—Incluso, que le quites la vida a ella para mí, sería algo bueno.
Las palabras de Simón no dejaban lugar a dudas para Israel sobre su sinceridad, porque sabía muy bien cómo Jacinta había tratado a Simón. Si ella le hubiera hecho lo mismo a él, ya la habría matado.
Simón simplemente pensaba que quitarle la vida a Jacinta sería algo bueno. No haber tomado medidas drásticas contra Jacinta, quien repetidamente había intentado matarlo, ya lo hacía una persona muy indulgente.
Israel siempre había odiado perder el tiempo.
Antes, jamás habría considerado siquiera negociar algo que sabía imposible. Sin embargo, ahora no era como antes; quería seguir vivo, y este era su último y único chance de sobrevivir.
Así que, a pesar de que sabía perfectamente que Simón había dejado claro que no le importaba Jacinta, y que no importara lo que dijera, no cambiaría nada.
Aun así, dijo:
—¡No importa lo que haya pasado, ella te dio la vida! ¡Deberías devolverle el favor!
Ante este intento de manipulación moral, Simón no solo no se sintió afectado, sino que respondió con impaciencia:
—Ella intentó matarme varias veces. No le quité la vida; ya le devolví el favor. No le debo nada. Si vas a hacer algo, hazlo rápido. Matar tiene sus consecuencias, y estoy listo para pagar por ello.
—¡Ya basta de tantas palabras! Deberías saber que mis hombres ya han rodeado este lugar. ¡No tienes oportunidad de escapar!
Israel, al escuchar esto, no pudo evitar maldecir.
Antes de que pudiera pensar en otra estrategia o decir algo más, se escuchó un sonido sordo.
La afilada daga que había lanzado a Jacinta para que matara a Simón ahora estaba clavada en su abdomen, y de inmediato, una corriente de sangre roja brotó de la herida.
Incluso Jacinta, quien siempre había amado a su hijo más que a su propia vida, nunca habría imaginado que un día acabaría con la vida de su hijo.

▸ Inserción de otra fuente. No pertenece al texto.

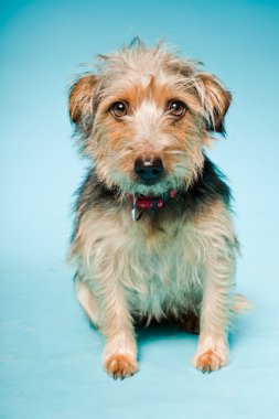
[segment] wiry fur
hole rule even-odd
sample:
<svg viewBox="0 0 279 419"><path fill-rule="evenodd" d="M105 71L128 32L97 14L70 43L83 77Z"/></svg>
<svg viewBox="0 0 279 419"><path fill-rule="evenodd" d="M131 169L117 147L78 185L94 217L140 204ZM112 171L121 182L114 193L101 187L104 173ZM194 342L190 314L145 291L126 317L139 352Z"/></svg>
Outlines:
<svg viewBox="0 0 279 419"><path fill-rule="evenodd" d="M239 307L233 293L238 241L229 189L204 146L224 133L230 94L163 45L136 41L99 61L69 94L82 150L94 160L78 190L71 257L79 302L107 339L104 366L115 377L136 372L136 319L194 316L201 329L194 364L217 369L228 359L228 326ZM187 106L181 120L167 111L173 98ZM109 112L117 100L129 104L121 120ZM136 158L150 155L165 168L155 184L133 173ZM171 189L176 196L162 211L131 219L128 193L159 196Z"/></svg>

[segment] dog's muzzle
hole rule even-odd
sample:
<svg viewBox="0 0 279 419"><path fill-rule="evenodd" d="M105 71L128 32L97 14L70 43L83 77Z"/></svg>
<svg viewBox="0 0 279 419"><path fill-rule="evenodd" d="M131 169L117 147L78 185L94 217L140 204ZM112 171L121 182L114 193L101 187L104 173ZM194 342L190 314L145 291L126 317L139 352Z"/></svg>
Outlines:
<svg viewBox="0 0 279 419"><path fill-rule="evenodd" d="M137 176L147 183L157 182L162 176L164 171L163 162L160 158L138 158L135 161L133 170Z"/></svg>

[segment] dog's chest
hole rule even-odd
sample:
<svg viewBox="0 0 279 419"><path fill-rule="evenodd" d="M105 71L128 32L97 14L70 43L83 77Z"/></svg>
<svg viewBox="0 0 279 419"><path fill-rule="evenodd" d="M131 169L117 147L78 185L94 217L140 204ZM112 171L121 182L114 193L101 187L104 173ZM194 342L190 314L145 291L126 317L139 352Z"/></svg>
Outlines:
<svg viewBox="0 0 279 419"><path fill-rule="evenodd" d="M140 223L140 222L138 222ZM138 224L128 233L124 284L132 309L161 318L192 310L201 297L201 249L192 225L165 225L149 234Z"/></svg>

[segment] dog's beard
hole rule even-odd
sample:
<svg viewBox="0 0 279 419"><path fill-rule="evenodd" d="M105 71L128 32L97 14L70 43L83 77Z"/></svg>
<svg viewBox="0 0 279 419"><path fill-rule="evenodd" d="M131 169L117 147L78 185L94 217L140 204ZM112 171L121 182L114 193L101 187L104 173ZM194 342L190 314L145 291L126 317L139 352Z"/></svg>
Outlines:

No sabía de dónde había sacado el valor, la impulsividad o la determinación. No sabía si había perdido el juicio, pero al darse cuenta de que había cometido un error, que en realidad el malo era el jefe, decidió que si ella no mataba a su hijo, Simón lo haría. En lugar de que uno de ellos matara al otro como había dicho el sacerdote, era mejor que ella misma pusiera fin a todo de una vez.
Así, le había quitado la vida.
Solo sabía que al ver a Israel, desangrándose frente a ella, su corazón se rompía de dolor.

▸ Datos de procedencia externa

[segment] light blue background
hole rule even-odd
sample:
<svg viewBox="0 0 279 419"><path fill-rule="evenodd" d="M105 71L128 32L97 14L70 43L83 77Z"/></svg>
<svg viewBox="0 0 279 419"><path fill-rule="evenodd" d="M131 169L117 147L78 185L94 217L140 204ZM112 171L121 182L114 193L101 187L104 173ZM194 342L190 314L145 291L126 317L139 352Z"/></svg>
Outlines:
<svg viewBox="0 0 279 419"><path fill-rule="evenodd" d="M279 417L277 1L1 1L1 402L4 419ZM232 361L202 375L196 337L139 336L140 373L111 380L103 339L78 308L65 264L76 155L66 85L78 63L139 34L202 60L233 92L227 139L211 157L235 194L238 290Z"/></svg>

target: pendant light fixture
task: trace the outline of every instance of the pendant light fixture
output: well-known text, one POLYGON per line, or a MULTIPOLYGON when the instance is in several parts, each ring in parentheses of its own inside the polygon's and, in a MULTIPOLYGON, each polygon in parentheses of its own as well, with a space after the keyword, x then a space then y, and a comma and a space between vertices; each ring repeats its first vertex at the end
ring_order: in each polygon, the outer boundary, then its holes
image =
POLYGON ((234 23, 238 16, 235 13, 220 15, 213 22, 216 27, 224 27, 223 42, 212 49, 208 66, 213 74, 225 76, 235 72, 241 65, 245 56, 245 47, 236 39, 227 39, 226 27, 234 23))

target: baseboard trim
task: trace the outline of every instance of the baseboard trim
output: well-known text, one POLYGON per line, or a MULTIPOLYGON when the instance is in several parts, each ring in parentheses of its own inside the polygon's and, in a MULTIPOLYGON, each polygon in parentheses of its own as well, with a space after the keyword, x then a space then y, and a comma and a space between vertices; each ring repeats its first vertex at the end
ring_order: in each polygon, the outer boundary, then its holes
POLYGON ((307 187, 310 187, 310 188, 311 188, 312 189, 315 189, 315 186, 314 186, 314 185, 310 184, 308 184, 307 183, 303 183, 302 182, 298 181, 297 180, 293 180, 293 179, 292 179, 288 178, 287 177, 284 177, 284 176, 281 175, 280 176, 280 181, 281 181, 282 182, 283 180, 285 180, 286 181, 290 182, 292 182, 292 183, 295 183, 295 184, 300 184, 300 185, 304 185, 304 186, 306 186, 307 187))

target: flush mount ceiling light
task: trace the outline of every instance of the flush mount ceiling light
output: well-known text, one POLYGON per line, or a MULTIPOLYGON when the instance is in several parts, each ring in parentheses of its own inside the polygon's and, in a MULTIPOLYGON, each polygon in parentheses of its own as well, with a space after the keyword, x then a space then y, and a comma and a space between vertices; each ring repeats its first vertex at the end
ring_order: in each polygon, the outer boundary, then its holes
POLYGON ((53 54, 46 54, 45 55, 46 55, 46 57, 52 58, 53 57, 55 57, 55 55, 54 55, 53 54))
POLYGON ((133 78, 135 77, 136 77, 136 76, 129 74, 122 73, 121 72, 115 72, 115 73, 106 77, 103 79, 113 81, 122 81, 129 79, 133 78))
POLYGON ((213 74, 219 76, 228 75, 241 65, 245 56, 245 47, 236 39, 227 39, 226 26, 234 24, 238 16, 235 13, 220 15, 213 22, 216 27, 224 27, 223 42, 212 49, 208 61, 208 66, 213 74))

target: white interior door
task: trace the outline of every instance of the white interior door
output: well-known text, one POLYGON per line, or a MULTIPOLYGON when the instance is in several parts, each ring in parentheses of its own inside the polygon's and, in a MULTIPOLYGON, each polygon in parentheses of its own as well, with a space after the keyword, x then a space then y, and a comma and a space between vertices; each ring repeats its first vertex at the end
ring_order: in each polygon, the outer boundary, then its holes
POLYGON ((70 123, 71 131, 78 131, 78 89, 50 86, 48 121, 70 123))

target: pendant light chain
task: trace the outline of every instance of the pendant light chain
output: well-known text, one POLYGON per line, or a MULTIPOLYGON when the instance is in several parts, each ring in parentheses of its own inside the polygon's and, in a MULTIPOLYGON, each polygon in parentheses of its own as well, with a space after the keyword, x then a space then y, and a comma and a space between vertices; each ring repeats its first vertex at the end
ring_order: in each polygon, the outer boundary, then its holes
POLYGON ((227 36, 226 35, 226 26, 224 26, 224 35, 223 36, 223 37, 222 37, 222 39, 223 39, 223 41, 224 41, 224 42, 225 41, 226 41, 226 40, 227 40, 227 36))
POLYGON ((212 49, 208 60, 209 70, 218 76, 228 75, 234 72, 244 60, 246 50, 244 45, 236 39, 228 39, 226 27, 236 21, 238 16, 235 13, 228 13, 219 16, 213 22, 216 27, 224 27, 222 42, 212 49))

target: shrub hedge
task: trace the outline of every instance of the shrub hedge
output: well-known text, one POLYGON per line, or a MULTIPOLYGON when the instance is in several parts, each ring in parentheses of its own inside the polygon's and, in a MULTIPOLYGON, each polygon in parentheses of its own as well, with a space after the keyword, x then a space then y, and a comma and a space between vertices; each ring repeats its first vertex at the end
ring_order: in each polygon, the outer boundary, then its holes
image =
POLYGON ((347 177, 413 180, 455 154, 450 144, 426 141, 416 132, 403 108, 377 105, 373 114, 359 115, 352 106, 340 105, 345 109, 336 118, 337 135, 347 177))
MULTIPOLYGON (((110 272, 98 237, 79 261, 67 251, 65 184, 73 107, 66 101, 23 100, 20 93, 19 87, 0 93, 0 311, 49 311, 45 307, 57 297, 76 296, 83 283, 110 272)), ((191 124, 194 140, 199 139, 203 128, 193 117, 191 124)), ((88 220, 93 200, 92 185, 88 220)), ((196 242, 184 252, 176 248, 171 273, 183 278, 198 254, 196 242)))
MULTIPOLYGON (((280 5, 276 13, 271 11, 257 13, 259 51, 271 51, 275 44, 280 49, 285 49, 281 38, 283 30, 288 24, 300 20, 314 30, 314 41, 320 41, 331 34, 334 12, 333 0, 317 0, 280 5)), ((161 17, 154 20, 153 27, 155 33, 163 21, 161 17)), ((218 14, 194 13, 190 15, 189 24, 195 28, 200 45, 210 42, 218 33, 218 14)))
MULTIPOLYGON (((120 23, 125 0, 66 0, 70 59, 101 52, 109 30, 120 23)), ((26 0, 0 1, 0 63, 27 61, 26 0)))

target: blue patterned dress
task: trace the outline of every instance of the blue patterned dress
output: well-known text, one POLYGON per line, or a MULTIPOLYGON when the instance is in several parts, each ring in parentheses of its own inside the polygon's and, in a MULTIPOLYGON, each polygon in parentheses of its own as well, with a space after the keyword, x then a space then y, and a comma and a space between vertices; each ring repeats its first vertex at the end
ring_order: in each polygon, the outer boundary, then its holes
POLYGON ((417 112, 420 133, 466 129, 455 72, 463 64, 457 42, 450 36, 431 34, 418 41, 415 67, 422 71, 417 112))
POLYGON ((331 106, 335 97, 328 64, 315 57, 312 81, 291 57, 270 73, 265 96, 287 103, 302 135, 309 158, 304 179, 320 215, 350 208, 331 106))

Sin importar qué tipo de persona fuera, él siempre sería su hijo amado, al que había criado con cariño. ¡Él era más importante para ella que su propia vida!
Simón, al presenciar la escena, también estaba completamente impactado, incapaz de reaccionar.
Incluso Israel, el hijo favorito, nunca habría imaginado que Jacinta intentaría acabar con su vida. Mucho menos Simón, que había sido testigo de cómo Jacinta consentía y favorecía a Israel sin límites.